What will the health police proscribe next? The London Times predicts 10 potential bans—from family pallbearing (coffin-carrying should, apparently, be left to the professionals) to multiple-dog walking (because packs of more than four mutts are believed to be dangerous)—with a few food- and drink-themed restrictions thrown into the mix.
It’s no surprise that trans fats are on the potential bans-to-be list, as New York City is planning to prohibit them by July 2008, and Denmark has already outlawed any food containing more than 2 percent trans fats.
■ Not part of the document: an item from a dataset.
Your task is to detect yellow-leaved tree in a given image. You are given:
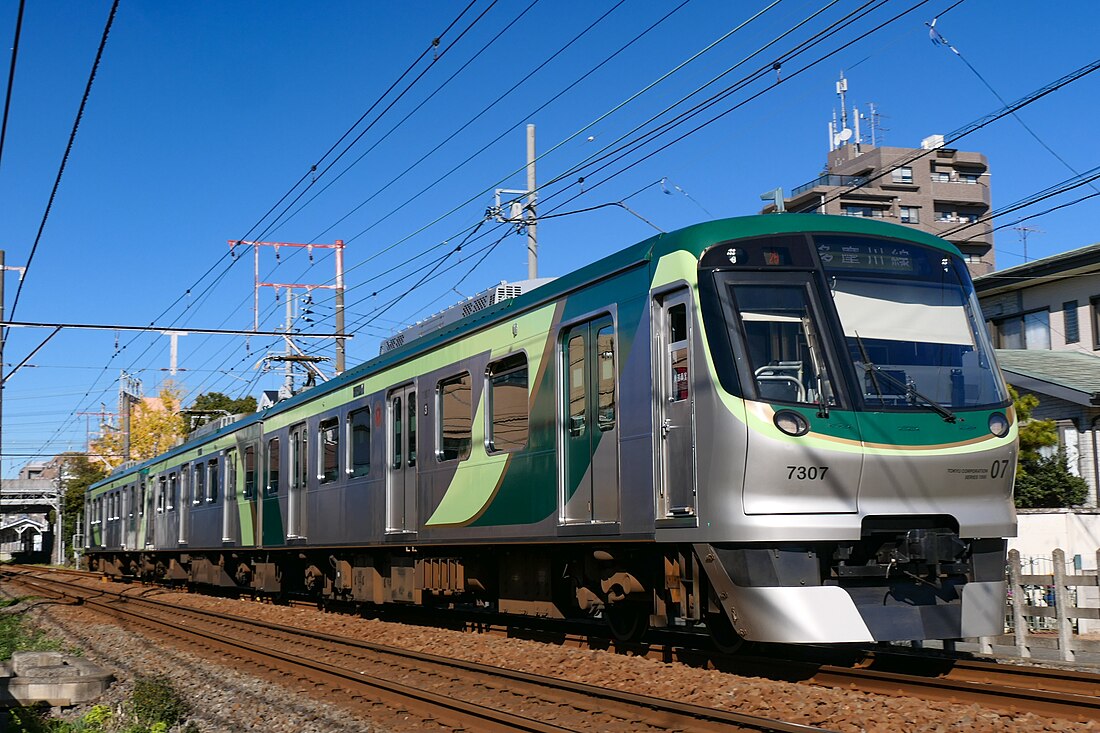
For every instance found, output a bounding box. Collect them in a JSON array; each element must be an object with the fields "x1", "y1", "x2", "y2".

But the UK could be the first to put a ban on junk food commercials:
Last April, research linking junk food advertising to teenage obesity led Ofcom, which regulates broadcasters, to outlaw all TV and radio adverts that promote sugary, salty or fatty foods and are targeted at children under 9. At the end of this year the rule will extend to 15-year-olds.
Meanwhile, the Alcohol Health Alliance is lobbying against alcohol ads; France already forbids alcohol commercials, and Lithuania prohibits advertising alcohol on TV between 6 a.m. and 11 p.m. Granted, we could all live without trans fats—and those of us who aren’t working in the advertising industry will do just fine without alcohol and junk food commercials—but the biggest bummer of all the potential bans is the one on lunchtime drinking. During my last trip to London, I was amazed by the number of beers being guzzled by worker bees on their lunch breaks. It can’t be good for productivity, but lunchtime boozing seemed like a local institution—though it might not last for long:
A survey by the law firm Browne Jacobson claims that 57 per cent of businesses ban drinking altogether during working hours, including lunchtime. The figure was 40 per cent ten years ago.
Ironically enough, the giant Belgian brewer InBev, which is responsible for Beck’s, Leffe, and Stella Artois, has already banned lunchtime drinking at its corporate headquarters.